Bug 2106736

Summary: Detach code in vsphere csi driver is failing
Product: OpenShift Container Platform Reporter: Hemant Kumar <hekumar>
Component: StorageAssignee: Jan Safranek <jsafrane>
Storage sub component: Operators QA Contact: Wei Duan <wduan>
Status: CLOSED DEFERRED Docs Contact:
Severity: medium    
Priority: medium CC: jsafrane
Version: 4.10Keywords: Rebase
Target Milestone: ---   
Target Release: 4.13.0   
Hardware: Unspecified   
OS: Unspecified   
Whiteboard:
Fixed In Version: Doc Type: If docs needed, set a value
Doc Text:
Story Points: ---
Clone Of: Environment:
Last Closed: 2023-03-09 01:24:29 UTC Type: ---
Regression: --- Mount Type: ---
Documentation: --- CRM:
Verified Versions: Category: ---
oVirt Team: --- RHEL 7.3 requirements from Atomic Host:
Cloudforms Team: --- Target Upstream Version:
Embargoed:

Comment 1 Hemant Kumar 2022-07-13 12:09:44 UTC
I wonder if detach calls in drivers are idempotent. Looking at failure - it looks like genuine errors:

./e2e-vsphere-csi/gather-extra/artifacts/pods/openshift-kube-controller-manager_kube-controller-manager-ci-op-dkpbsvnr-4d32a-nm678-master-0_kube-controller-manager.log:E0712 20:20:34.091621       1 nestedpendingoperations.go:335] Operation for "{volumeName:kubernetes.io/csi/csi.vsphere.vmware.com^06e1f6b8-cbe9-4229-8c93-f1a827eb36f3 podName: nodeName:}" failed. No retries permitted until 2022-07-12 20:22:36.091601709 +0000 UTC m=+2029.047486195 (durationBeforeRetry 2m2s). Error: DetachVolume.Detach failed for volume "pvc-b13f4fb2-36ba-49db-ac2f-bbe69414b47f" (UniqueName: "kubernetes.io/csi/csi.vsphere.vmware.com^06e1f6b8-cbe9-4229-8c93-f1a827eb36f3") on node "ci-op-dkpbsvnr-4d32a-nm678-worker-sq4hq" : rpc error: code = Internal desc = volumeID "06e1f6b8-cbe9-4229-8c93-f1a827eb36f3" not found in QueryVolume


So basically detach is failing because of above error and then delete is not even being attempted because k8s thinks that volume is still attached to the node.

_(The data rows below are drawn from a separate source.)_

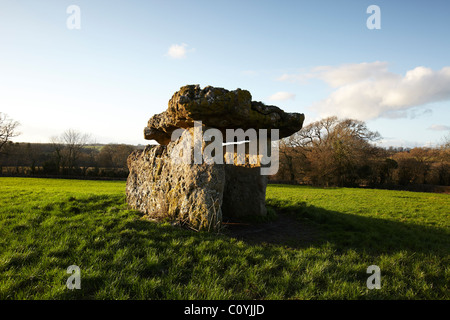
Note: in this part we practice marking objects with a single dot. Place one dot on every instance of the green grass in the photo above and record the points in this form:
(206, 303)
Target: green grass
(47, 225)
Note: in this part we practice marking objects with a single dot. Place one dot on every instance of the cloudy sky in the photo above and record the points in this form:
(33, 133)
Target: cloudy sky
(107, 70)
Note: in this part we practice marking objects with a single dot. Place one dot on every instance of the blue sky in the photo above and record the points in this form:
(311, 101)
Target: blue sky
(315, 57)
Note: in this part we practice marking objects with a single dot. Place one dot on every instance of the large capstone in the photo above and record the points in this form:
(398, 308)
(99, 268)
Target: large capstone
(168, 182)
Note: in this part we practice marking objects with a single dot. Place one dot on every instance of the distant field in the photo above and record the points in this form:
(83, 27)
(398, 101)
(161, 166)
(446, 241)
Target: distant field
(47, 225)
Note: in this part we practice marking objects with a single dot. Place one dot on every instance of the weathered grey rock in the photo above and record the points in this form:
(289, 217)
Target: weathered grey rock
(189, 194)
(219, 108)
(165, 182)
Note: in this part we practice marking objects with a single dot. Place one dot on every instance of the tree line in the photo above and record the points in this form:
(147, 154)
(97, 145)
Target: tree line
(343, 152)
(329, 152)
(70, 154)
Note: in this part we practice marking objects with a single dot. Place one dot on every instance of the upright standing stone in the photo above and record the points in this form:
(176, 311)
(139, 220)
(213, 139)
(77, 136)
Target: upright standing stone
(201, 195)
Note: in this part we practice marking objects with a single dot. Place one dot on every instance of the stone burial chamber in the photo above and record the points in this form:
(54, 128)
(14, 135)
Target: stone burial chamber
(211, 159)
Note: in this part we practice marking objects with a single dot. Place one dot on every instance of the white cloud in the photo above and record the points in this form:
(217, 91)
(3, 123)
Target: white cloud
(439, 127)
(369, 90)
(178, 51)
(281, 95)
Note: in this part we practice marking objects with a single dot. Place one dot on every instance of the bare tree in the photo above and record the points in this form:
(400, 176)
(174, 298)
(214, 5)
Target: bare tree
(7, 129)
(68, 147)
(329, 151)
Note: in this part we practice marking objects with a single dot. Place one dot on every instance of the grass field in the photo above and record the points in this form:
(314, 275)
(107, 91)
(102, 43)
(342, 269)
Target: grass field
(47, 225)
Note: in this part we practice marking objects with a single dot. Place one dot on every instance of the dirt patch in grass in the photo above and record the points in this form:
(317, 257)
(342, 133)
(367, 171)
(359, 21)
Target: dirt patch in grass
(285, 230)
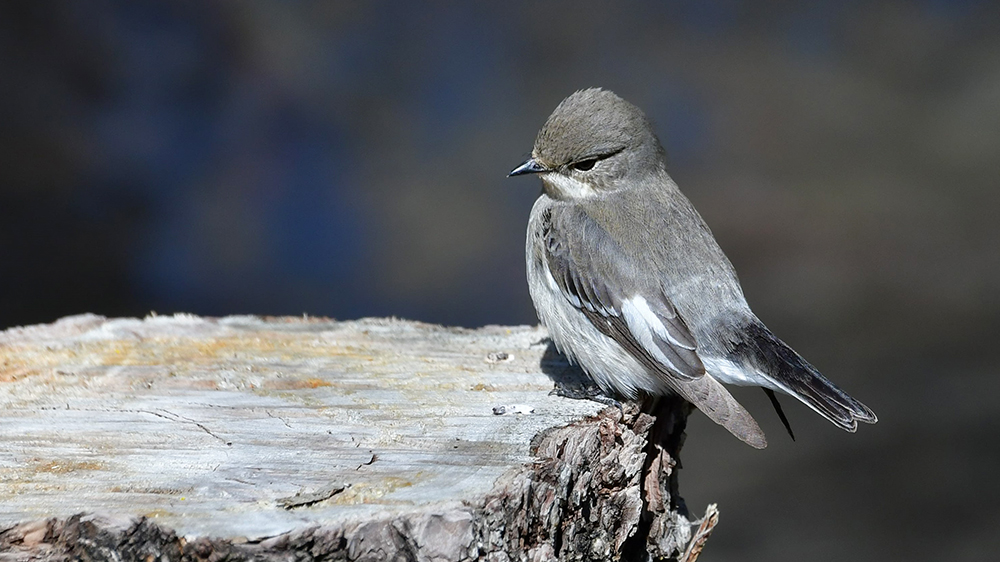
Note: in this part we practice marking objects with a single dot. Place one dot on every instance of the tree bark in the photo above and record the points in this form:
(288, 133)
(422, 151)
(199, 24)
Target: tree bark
(244, 438)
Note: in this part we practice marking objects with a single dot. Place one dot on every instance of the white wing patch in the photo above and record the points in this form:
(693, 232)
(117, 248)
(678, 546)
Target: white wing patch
(643, 323)
(728, 372)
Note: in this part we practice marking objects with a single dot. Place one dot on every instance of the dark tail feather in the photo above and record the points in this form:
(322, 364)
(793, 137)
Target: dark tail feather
(796, 377)
(781, 413)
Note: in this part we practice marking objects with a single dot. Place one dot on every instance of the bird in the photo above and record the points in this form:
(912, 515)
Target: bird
(632, 286)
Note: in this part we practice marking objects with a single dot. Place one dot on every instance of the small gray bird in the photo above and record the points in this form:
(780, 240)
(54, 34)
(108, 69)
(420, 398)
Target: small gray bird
(632, 285)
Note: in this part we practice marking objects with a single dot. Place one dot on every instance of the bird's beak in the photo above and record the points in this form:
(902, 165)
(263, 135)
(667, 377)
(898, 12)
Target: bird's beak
(530, 166)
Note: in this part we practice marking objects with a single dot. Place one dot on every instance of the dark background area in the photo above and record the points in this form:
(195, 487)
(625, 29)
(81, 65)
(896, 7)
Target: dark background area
(348, 160)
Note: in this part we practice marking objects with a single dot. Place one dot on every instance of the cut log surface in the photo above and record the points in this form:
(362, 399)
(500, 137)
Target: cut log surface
(190, 438)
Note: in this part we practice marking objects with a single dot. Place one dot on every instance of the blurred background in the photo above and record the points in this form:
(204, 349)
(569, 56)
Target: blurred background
(348, 159)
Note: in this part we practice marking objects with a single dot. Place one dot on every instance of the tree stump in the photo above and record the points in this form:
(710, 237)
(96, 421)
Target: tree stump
(246, 438)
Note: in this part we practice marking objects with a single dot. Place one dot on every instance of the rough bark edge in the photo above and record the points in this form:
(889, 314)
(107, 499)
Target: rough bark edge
(604, 488)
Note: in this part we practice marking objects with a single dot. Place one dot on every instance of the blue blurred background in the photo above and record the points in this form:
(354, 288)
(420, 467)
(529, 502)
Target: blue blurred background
(348, 159)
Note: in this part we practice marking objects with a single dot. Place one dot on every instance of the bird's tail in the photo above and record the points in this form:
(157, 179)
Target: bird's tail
(794, 376)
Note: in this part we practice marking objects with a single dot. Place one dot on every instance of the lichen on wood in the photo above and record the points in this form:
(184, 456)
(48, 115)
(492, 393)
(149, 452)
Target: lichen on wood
(244, 438)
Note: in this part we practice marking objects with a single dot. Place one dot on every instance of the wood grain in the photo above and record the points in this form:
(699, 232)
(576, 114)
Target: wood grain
(372, 439)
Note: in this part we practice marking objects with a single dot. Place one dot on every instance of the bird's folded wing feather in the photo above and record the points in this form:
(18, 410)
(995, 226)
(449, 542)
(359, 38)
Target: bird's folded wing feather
(583, 260)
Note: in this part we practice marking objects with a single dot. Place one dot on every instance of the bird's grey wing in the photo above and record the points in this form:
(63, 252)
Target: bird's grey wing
(583, 260)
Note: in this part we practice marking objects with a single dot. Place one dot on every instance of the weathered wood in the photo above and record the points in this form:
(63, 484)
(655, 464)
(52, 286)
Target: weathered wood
(299, 438)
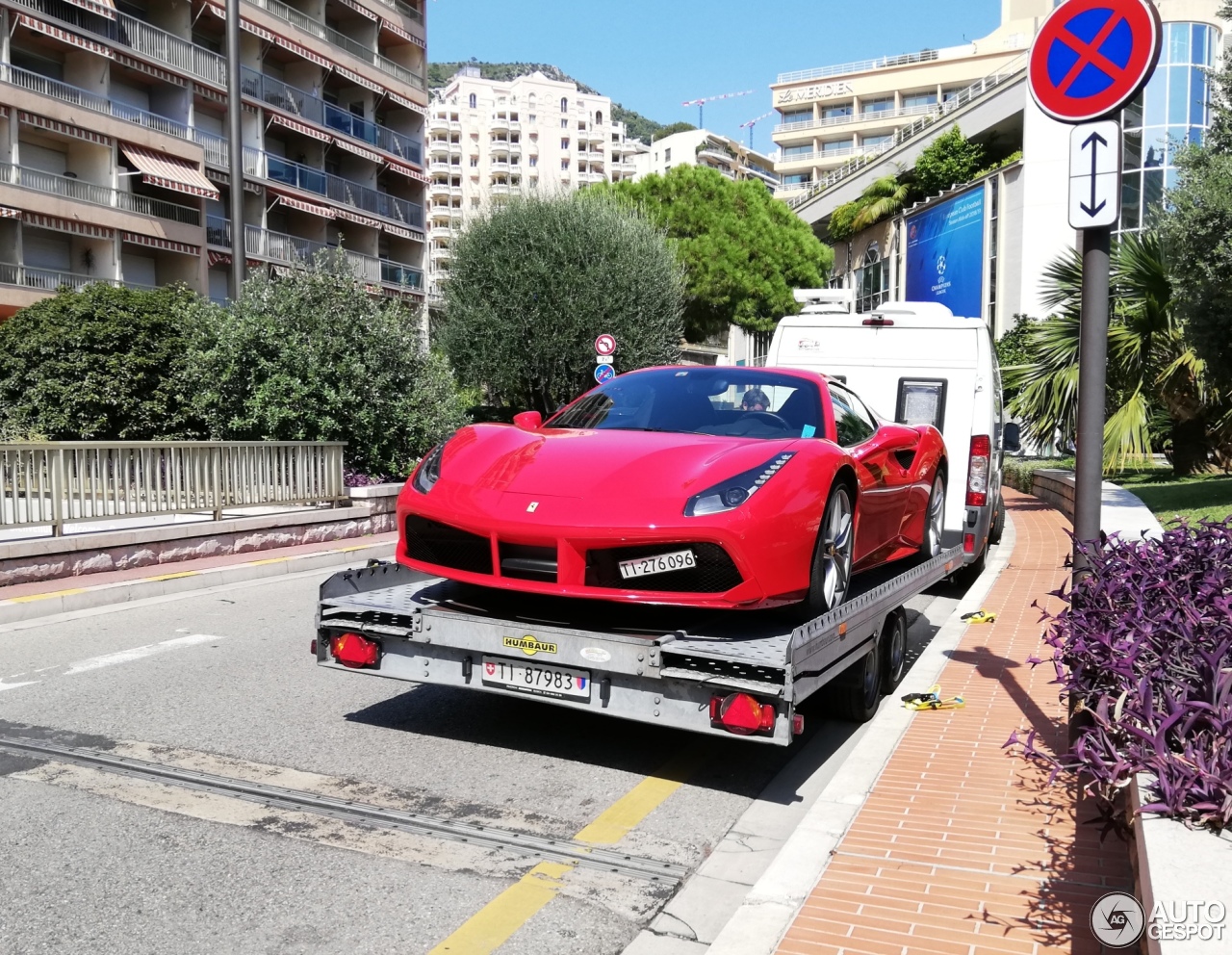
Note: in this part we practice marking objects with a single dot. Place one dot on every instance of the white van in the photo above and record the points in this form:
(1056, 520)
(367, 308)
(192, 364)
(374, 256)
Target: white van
(915, 362)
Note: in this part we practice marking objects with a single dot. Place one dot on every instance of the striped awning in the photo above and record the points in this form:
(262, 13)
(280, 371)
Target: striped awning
(325, 212)
(360, 150)
(408, 171)
(56, 126)
(149, 69)
(169, 171)
(401, 233)
(38, 26)
(359, 9)
(69, 225)
(298, 127)
(399, 32)
(408, 104)
(155, 242)
(102, 8)
(357, 79)
(357, 219)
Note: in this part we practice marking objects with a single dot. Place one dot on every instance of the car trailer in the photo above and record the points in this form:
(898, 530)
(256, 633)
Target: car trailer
(725, 672)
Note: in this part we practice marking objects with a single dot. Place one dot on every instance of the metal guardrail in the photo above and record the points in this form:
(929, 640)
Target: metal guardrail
(859, 65)
(1012, 70)
(52, 483)
(97, 194)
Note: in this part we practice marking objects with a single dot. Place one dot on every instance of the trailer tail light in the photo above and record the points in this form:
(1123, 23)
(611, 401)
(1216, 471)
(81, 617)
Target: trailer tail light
(977, 472)
(740, 713)
(354, 651)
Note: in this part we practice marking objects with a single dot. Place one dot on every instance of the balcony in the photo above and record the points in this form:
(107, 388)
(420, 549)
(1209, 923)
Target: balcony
(315, 110)
(339, 190)
(95, 194)
(342, 40)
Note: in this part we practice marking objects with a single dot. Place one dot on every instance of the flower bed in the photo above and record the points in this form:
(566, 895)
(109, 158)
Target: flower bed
(1143, 652)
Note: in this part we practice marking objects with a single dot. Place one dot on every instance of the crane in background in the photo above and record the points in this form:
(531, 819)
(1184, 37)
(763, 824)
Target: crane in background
(751, 123)
(703, 102)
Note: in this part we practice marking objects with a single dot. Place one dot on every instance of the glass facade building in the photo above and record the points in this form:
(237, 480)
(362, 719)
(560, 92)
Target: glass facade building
(1171, 113)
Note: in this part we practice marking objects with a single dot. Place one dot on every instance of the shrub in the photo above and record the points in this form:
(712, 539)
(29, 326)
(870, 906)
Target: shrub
(101, 364)
(1143, 651)
(312, 356)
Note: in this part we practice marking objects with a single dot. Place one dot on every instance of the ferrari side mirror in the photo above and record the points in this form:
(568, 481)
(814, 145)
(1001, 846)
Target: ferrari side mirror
(528, 421)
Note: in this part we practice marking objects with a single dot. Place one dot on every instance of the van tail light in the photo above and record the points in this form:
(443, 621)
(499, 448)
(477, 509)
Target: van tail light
(977, 472)
(740, 713)
(354, 651)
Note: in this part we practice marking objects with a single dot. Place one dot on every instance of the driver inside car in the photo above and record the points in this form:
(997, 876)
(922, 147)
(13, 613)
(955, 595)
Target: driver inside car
(755, 400)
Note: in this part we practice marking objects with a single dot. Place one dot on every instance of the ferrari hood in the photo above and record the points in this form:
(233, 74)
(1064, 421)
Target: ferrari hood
(606, 465)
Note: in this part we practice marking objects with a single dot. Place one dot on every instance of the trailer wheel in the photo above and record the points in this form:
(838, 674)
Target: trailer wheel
(893, 651)
(858, 689)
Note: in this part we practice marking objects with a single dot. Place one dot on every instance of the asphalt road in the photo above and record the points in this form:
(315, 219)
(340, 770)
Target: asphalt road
(96, 863)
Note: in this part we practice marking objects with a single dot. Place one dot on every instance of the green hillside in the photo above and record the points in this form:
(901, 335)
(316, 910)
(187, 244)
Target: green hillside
(636, 126)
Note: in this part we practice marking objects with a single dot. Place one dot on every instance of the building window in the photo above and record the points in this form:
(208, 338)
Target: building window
(871, 280)
(1171, 113)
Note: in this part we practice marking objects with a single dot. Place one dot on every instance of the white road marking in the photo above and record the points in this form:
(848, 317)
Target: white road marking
(127, 656)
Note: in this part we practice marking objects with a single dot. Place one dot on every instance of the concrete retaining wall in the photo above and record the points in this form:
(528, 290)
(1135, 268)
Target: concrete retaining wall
(49, 558)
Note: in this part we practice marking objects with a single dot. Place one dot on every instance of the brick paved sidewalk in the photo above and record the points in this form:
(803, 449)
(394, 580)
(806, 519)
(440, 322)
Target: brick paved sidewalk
(962, 848)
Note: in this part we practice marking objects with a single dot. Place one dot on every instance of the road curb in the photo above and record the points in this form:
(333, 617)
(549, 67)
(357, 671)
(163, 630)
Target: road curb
(770, 906)
(18, 608)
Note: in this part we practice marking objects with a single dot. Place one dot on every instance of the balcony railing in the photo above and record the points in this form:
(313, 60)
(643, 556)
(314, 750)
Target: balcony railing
(97, 194)
(315, 110)
(342, 40)
(140, 36)
(293, 250)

Comment 2 Jan Safranek 2022-07-14 12:51:28 UTC
I manually detached a volume from a VM and the driver in 4.10 correctly recovered from that:

{"level":"info","time":"2022-07-14T12:48:30.496357788Z","caller":"vanilla/controller.go:1075","msg":"ControllerUnpublishVolume: called with args {VolumeId:96733190-dc4f-48b6-8c3b-f4be69588369 NodeId:jsafrane-vwz44-worker-xgtf8 Secrets:map[] XXX_NoUnkeyedLiteral:{} XXX_unrecognized:[] XXX_sizecache:0}","TraceId":"ea430ead-3f9a-4716-b909-c15e8414e406"}
{"level":"info","time":"2022-07-14T12:48:30.816164097Z","caller":"volume/manager.go:753","msg":"DetachVolume: volumeID: \"96733190-dc4f-48b6-8c3b-f4be69588369\", vm: \"VirtualMachine:vm-891067 [VirtualCenterHost: vcenter.sddc-44-236-21-251.vmwarevmc.com, UUID: 422cee8b-36f8-e69b-ea9f-2d8098e4e73a, Datacenter: Datacenter [Datacenter: Datacenter:datacenter-3, VirtualCenterHost: vcenter.sddc-44-236-21-251.vmwarevmc.com]]\", opId: \"3e21db9f\"","TraceId":"ea430ead-3f9a-4716-b909-c15e8414e406"}
{"level":"info","time":"2022-07-14T12:48:30.816237359Z","caller":"volume/util.go:364","msg":"Extract vimfault type: +*types.NotFound  vimFault: +&{{{<nil> []}}} Fault: &{DynamicData:{} Fault:0xc0010e4360 LocalizedMessage:The object or item referred to could not be found.} from resp: +&{{} {{} } 0xc0010e4320}","TraceId":"ea430ead-3f9a-4716-b909-c15e8414e406"}
{"level":"info","time":"2022-07-14T12:48:30.819082913Z","caller":"volume/manager.go:780","msg":"DetachVolume: volumeID: \"96733190-dc4f-48b6-8c3b-f4be69588369\" not found on vm: VirtualMachine:vm-891067 [VirtualCenterHost: vcenter.sddc-44-236-21-251.vmwarevmc.com, UUID: 422cee8b-36f8-e69b-ea9f-2d8098e4e73a, Datacenter: Datacenter [Datacenter: Datacenter:datacenter-3, VirtualCenterHost: vcenter.sddc-44-236-21-251.vmwarevmc.com]]. Assuming it is already detached","TraceId":"ea430ead-3f9a-4716-b909-c15e8414e406"}
{"level":"info","time":"2022-07-14T12:48:30.819126652Z","caller":"vanilla/controller.go:1159","msg":"ControllerUnpublishVolume successful for volume ID: 96733190-dc4f-48b6-8c3b-f4be69588369","TraceId":"ea430ead-3f9a-4716-b909-c15e8414e406"}

Investigating further.

Comment 3 Jan Safranek 2022-07-14 13:00:30 UTC
If I detach + delete the volume in vCenter, I get the same output as above and everything succeeds.
vCenter does not allow me to delete a volume that is attached to a node to test that scenario.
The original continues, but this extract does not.